Add *built-in* rate limiting/throttling

There are multiple threads on this, but they're locked now. I think the existing solutions are all inadequate for a server environment with shared hardware/network infrastructures, where "playing nice" is important.

Describe the enhancement:

Add rate limiting to the configuration options available to the various Beats.

The current docs suggest to use traffic control (tc) to add rate limiting. This is really suboptimal, for a few reasons:

  1. tc is incredibly difficult to use. I learned it enough to write the commands needed to do the throttling I wanted. Looking back, only a few months later, I have absolutely no clue what they mean. It's an inevitable maintenance problem.

  2. It mutates global state and breaks encapsulation of this application. What if another application also runs a script to configure tc for its own traffic shaping? It's a collision waiting to happen.

  3. The configuration for the rate limiting is encoded into whatever script sets up tc. In effect, this is now a "second" config file, meaning that you no longer have a centralized place for all your Filebeat configuration needs.

  4. It's not cross-platform.

  5. Go offers a bunch of great rate limiting options. There's a better way.

Describe a specific use case for the enhancement or feature:

  • A common issue is that Filebeat "builds a backlog" (by remembering "where it left off") when Elasticsearch becomes temporarily unavailable. When it comes back up, Filebeat hammers it. If you have lots of hosts, they're all competing, greedily trying to run as fast as possible, causing all kinds of load and brown out issues.
    • More specifically, my personal issue is that my Filebeat agents and Elasticsearch clusters have negotiated a speed that works for them, but is too fast for our network infrastructure, which I don't have the power to change.
  • Filebeat/Elasticsearch also has this strange tendency to sometimes spike traffic higher than normal during times when the cluster is overloaded. Seems counter-intuitive, but I can't find the steps to replicate.

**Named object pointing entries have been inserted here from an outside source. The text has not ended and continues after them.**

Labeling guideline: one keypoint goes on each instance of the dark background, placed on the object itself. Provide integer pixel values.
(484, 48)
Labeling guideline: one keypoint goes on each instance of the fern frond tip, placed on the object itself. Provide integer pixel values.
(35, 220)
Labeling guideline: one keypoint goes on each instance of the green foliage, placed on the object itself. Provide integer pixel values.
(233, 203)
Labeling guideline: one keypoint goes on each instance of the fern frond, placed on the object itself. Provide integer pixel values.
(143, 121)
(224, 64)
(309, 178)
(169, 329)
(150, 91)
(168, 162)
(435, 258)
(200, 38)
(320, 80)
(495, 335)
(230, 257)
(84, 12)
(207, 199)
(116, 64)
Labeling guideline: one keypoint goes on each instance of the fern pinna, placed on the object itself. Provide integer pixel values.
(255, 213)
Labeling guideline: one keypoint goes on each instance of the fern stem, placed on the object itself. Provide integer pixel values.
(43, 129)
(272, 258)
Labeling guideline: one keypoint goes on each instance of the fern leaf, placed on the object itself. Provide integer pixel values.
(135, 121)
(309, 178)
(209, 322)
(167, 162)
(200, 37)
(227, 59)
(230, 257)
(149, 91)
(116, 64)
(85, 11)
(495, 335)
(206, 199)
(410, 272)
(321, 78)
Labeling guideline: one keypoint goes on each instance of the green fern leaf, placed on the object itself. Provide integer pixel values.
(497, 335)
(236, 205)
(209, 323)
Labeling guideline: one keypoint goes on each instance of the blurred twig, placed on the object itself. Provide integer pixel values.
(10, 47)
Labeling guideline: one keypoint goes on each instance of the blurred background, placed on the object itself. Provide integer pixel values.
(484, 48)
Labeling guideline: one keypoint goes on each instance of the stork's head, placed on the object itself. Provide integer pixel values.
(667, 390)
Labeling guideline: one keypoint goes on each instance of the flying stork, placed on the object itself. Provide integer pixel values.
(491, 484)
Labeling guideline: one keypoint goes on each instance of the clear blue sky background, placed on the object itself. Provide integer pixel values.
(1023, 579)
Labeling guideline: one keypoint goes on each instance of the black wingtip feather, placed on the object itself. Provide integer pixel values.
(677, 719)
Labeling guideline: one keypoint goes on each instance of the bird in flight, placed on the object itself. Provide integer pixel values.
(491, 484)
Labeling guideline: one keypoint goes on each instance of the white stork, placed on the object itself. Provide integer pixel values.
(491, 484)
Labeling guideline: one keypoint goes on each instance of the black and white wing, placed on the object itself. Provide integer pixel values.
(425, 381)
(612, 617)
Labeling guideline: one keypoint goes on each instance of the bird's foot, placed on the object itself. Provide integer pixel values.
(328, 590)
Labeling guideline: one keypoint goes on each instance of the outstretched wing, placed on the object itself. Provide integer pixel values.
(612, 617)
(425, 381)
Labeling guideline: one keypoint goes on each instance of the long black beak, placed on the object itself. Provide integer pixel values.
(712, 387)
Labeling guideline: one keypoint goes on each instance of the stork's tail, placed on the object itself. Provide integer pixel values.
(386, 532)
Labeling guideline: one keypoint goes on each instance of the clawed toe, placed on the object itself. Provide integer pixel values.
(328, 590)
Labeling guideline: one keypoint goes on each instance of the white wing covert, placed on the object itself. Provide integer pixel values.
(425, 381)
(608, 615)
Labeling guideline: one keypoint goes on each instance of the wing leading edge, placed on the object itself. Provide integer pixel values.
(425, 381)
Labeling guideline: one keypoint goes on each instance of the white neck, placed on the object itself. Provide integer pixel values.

It still on top of our mind to give users more knobs to turn down and I personally interested in this scenario, So I am trying to gather information.

A common issue is that Filebeat "builds a backlog" (by remembering "where it left off") when Elasticsearch becomes temporarily unavailable. When it comes back up, Filebeat hammers it. If you have lots of hosts, they're all competing, greedily trying to run as fast as possible, causing all kinds of load and brown out issues.

This is a problem with all network related clients when an error occurs each Filebeat client will try to reconnect when you run a large swarm of beats. The reconnection rate of the retry can really cause traffic spikes, if you look at the connection graph you will see distinct bumps at a regular interval.

In 6.6.1 we have added some jitter in our backoff mechanism used by the outputs, this will really make a difference and should help distribute the reconnect over time.

1 Like

Hey, thanks for reaching back!

That's great to hear, but the connection spike wasn't the only issue I was experiencing. My primary issue was that the speed Filebeat and Elasticsearch negotiated between each other was too fast for the (multi-occupant) load balancer that was in between them. We hogged all the traffic and browned out our neighbors.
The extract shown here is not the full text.